En una cartelera, una foto del sacerdote sentado en un sillón del que destaca una gran cadena de plata con un crucifijo. A los costados, informes sobre su delicado estado de salud.

Ese es el ambiente en el pasillo antes de ingresar a la habitación Nº 19 del prelado que ocupa en la Casa Sacerdotal Cardenal Pablo Muñoz Vega, ubicada en el sector de La Armenia, en el suroriente de la capital. Está en esa residencia desde hace siete años y en ese lugar viven ocho sacerdotes.

Las visitas están restringidas y solo familiares, gente muy allegada y personal médico tienen acceso a su dormitorio.

El director de la casa sacerdotal, padre Juan Carlos Garzón, contó que la salud del arzobispo emérito de Cuenca está estable. Señaló que desde hace una semana está con cuidados paliativos, tiene decaimiento de salud, ya no se alimenta y habla poco.

Óscar Cachimuel, médico de cabecera del monseñor Luna Tobar, explicó que los cuidados paliativos están basados en hidratación, vitaminoterapia y alivio del dolor.

A inicios de noviembre, indicó el galeno, padeció una bronconeumonía, aunque ya venía debilitado pero estable, pues padece otras enfermedades.

Para Cachimuel, hay que esperar la evolución de su organismo y también la intervención divina.

A diario recibe visitas. Este jueves llegó su hermana Inés, quien prefirió no dialogar, y trabajadores de la Conferencia Episcopal Ecuatoriana (CEE).

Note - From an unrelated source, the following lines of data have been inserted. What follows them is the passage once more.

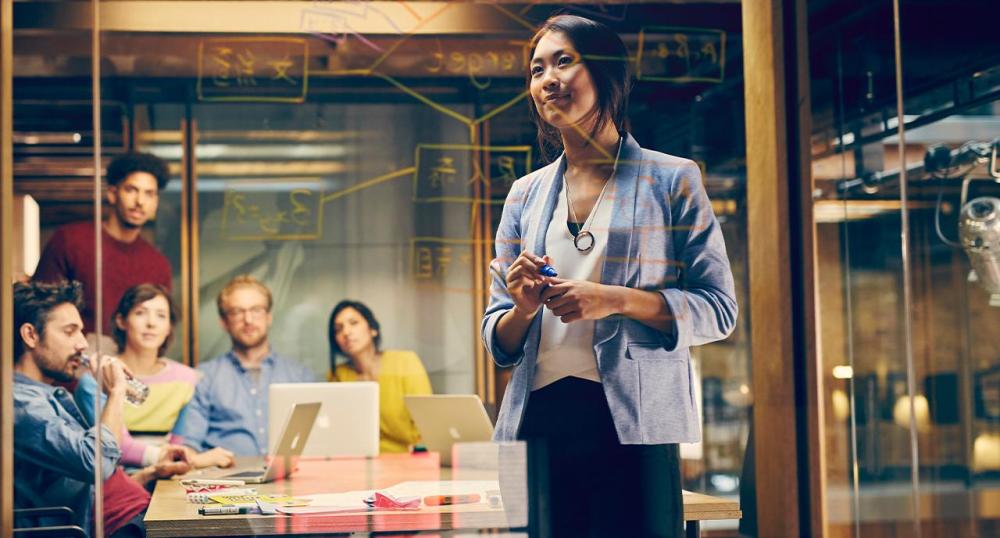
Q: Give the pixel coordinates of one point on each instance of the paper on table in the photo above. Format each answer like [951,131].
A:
[354,501]
[424,488]
[326,503]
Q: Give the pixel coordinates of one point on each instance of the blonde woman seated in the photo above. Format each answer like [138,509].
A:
[353,332]
[143,328]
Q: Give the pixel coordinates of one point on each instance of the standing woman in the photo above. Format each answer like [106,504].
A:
[602,387]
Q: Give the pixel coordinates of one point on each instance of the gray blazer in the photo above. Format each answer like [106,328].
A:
[664,237]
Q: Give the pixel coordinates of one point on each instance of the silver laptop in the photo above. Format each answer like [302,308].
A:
[446,419]
[348,423]
[284,458]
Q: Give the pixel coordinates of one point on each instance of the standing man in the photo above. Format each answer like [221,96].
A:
[230,403]
[54,444]
[134,184]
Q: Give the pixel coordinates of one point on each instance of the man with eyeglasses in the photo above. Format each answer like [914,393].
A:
[230,403]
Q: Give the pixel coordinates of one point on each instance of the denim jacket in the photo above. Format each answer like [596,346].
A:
[664,238]
[54,450]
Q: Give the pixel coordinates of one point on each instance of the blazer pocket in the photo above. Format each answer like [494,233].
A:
[666,401]
[651,351]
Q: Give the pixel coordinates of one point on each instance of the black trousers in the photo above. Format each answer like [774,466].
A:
[583,482]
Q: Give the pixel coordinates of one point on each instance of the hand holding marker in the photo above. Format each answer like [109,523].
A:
[545,270]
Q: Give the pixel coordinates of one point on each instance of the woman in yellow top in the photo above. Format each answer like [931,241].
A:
[143,326]
[353,332]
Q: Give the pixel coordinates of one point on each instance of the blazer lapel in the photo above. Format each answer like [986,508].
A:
[542,219]
[622,245]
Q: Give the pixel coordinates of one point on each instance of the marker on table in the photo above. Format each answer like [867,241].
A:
[441,500]
[223,510]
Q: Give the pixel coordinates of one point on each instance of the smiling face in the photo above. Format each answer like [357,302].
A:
[147,325]
[247,317]
[561,87]
[352,332]
[56,350]
[135,199]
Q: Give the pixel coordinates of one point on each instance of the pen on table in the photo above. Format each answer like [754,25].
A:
[211,482]
[223,510]
[441,500]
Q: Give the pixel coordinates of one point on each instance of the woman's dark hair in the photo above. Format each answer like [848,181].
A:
[133,297]
[605,56]
[331,333]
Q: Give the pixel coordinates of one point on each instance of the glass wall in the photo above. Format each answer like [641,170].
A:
[907,288]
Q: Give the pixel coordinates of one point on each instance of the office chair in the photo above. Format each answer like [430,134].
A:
[61,515]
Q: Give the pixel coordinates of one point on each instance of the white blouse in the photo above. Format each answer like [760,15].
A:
[567,349]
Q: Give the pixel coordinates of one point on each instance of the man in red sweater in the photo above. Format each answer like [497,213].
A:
[134,184]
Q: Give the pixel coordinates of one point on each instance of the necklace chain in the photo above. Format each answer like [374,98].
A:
[583,233]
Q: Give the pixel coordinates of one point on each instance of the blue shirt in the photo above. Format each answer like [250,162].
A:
[54,450]
[229,407]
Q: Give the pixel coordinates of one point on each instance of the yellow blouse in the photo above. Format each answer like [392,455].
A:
[400,373]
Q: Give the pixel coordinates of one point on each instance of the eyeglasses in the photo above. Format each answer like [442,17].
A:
[238,313]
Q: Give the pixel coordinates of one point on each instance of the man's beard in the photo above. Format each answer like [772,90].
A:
[240,343]
[59,374]
[123,219]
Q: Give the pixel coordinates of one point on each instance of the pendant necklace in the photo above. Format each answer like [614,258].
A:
[584,240]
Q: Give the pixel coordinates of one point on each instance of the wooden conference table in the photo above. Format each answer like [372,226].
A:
[170,514]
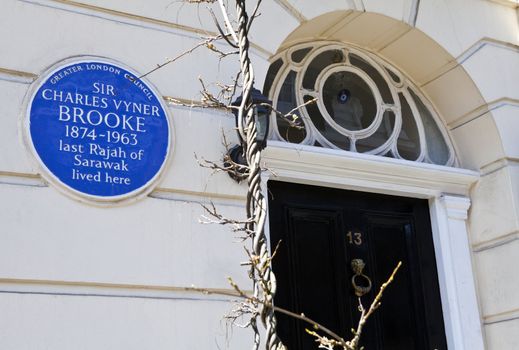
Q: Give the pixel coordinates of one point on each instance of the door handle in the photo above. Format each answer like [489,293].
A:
[357,265]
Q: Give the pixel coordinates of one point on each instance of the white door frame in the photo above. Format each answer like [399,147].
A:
[447,190]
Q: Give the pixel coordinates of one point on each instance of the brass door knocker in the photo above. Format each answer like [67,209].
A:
[357,265]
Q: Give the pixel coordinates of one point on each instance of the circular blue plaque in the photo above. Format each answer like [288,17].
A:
[98,129]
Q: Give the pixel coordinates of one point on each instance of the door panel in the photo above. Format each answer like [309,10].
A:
[320,231]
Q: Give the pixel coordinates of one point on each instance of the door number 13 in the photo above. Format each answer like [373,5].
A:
[354,238]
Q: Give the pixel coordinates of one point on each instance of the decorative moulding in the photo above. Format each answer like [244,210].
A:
[349,170]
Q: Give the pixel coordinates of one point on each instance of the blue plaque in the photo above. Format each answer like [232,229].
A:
[98,129]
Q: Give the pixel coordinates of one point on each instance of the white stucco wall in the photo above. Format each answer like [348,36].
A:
[74,275]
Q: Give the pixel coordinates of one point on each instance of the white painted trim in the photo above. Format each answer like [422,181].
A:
[447,190]
[358,171]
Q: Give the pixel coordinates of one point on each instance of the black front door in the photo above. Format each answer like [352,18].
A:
[321,231]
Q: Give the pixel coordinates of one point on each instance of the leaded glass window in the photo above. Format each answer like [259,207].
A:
[364,105]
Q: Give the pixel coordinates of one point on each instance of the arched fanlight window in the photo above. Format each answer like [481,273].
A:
[363,105]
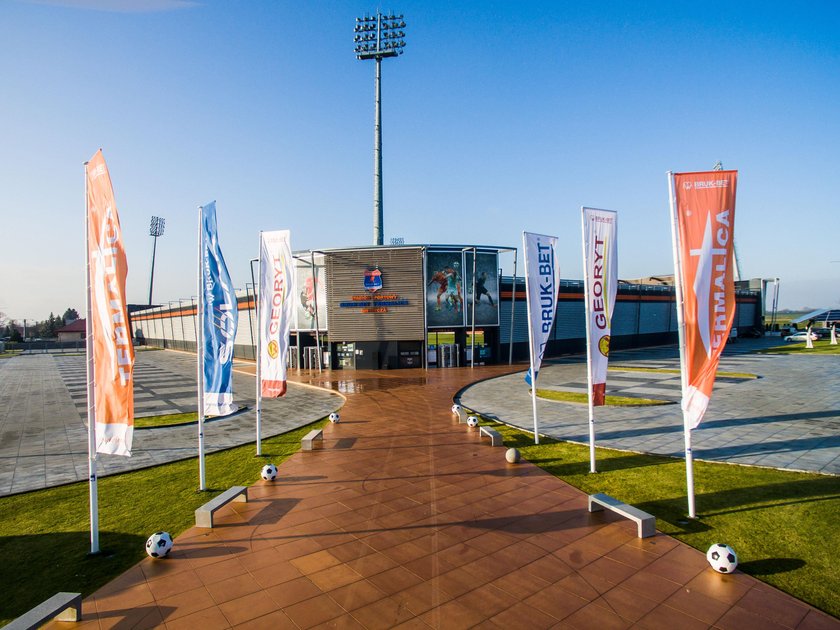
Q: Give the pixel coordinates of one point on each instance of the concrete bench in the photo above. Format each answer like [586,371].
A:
[314,434]
[61,607]
[204,514]
[645,522]
[495,436]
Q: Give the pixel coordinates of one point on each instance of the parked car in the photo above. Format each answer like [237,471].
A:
[802,335]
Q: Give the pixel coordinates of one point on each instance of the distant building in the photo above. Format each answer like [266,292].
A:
[74,331]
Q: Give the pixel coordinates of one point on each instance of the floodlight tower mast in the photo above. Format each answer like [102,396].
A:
[155,229]
[377,37]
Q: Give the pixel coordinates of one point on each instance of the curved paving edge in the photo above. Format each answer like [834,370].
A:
[406,517]
[786,419]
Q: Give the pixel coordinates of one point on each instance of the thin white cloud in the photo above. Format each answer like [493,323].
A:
[120,6]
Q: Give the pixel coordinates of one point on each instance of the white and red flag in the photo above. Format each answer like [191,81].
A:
[110,351]
[705,218]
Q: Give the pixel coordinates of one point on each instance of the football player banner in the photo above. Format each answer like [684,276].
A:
[703,221]
[600,281]
[542,276]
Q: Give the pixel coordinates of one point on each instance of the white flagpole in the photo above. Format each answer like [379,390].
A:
[91,395]
[257,297]
[675,236]
[530,344]
[202,477]
[587,315]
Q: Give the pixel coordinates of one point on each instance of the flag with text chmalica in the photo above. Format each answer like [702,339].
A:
[109,344]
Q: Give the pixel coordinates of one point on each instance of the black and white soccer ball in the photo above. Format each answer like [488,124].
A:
[722,558]
[269,472]
[159,544]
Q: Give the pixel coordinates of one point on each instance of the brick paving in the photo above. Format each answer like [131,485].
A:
[405,519]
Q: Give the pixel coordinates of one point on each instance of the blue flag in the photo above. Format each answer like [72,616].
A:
[219,319]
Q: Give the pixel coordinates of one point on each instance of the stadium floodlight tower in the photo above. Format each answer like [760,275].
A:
[377,37]
[155,229]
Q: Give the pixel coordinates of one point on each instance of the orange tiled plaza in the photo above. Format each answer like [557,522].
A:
[407,519]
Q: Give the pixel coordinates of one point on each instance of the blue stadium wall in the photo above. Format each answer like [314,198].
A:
[645,315]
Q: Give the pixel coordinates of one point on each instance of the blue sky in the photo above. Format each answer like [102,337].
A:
[500,117]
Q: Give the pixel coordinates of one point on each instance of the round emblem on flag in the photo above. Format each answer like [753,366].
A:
[604,345]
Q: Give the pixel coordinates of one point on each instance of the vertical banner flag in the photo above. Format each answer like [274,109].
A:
[600,274]
[276,290]
[705,209]
[542,273]
[220,318]
[113,352]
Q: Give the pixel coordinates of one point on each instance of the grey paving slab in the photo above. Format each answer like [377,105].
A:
[43,408]
[788,418]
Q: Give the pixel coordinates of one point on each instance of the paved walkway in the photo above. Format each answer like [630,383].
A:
[43,437]
[405,519]
[788,418]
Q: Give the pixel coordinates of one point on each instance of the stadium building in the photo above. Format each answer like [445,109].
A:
[391,307]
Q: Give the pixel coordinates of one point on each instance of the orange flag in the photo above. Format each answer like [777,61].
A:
[113,353]
[705,204]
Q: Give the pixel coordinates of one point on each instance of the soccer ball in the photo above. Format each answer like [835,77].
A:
[722,558]
[269,472]
[159,544]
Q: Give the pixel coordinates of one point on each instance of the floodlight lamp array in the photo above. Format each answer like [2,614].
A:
[156,226]
[379,36]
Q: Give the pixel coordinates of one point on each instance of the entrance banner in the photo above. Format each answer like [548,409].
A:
[219,319]
[600,277]
[542,274]
[111,348]
[275,310]
[705,218]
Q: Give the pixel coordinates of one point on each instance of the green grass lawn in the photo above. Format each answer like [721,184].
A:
[783,525]
[611,401]
[166,420]
[45,535]
[821,346]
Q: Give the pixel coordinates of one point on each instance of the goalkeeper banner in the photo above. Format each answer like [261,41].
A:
[107,320]
[705,219]
[219,319]
[600,277]
[275,308]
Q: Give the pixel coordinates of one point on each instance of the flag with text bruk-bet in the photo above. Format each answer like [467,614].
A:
[542,275]
[705,207]
[220,318]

Wilson Grijalva, por ejemplo, contó que al monseñor Luna Tobar le agrada la catequesis, que era muy cercano y que inspiraba confianza. Además que contaba chistes y mostraba siempre una sonrisa.

En tanto, Irina Cevallos, de Radio Católica Nacional y quien visitó al sacerdote cuando hizo su ejercicio pastoral en Cuenca, rememoró que dialogó sobre la situación política y social del Ecuador. Añadió que le preguntó si se consideraba un revolucionario y él le respondió que sí, porque el revolucionario es aquel que está a favor de los pobres.

El padre Garzón indicó que se acompaña al arzobispo emérito de Cuenca con oraciones. Recordó que el pasado lunes estuvieron los padres carmelitas y cantaron versos de san Juan de la Cruz, a la Virgen María, y cantos que el monseñor Luna Tobar cantaba siempre después de la misa.

“Está tranquilo, está con paz, está con serenidad”, indicó Garzón.

Exarzobispo de Cuenca
El martes pasado, la Conferencia Episcopal Ecuatoriana y la Arquidiócesis de Cuenca informaron sobre el estado de salud del monseñor Luis Alberto Luna.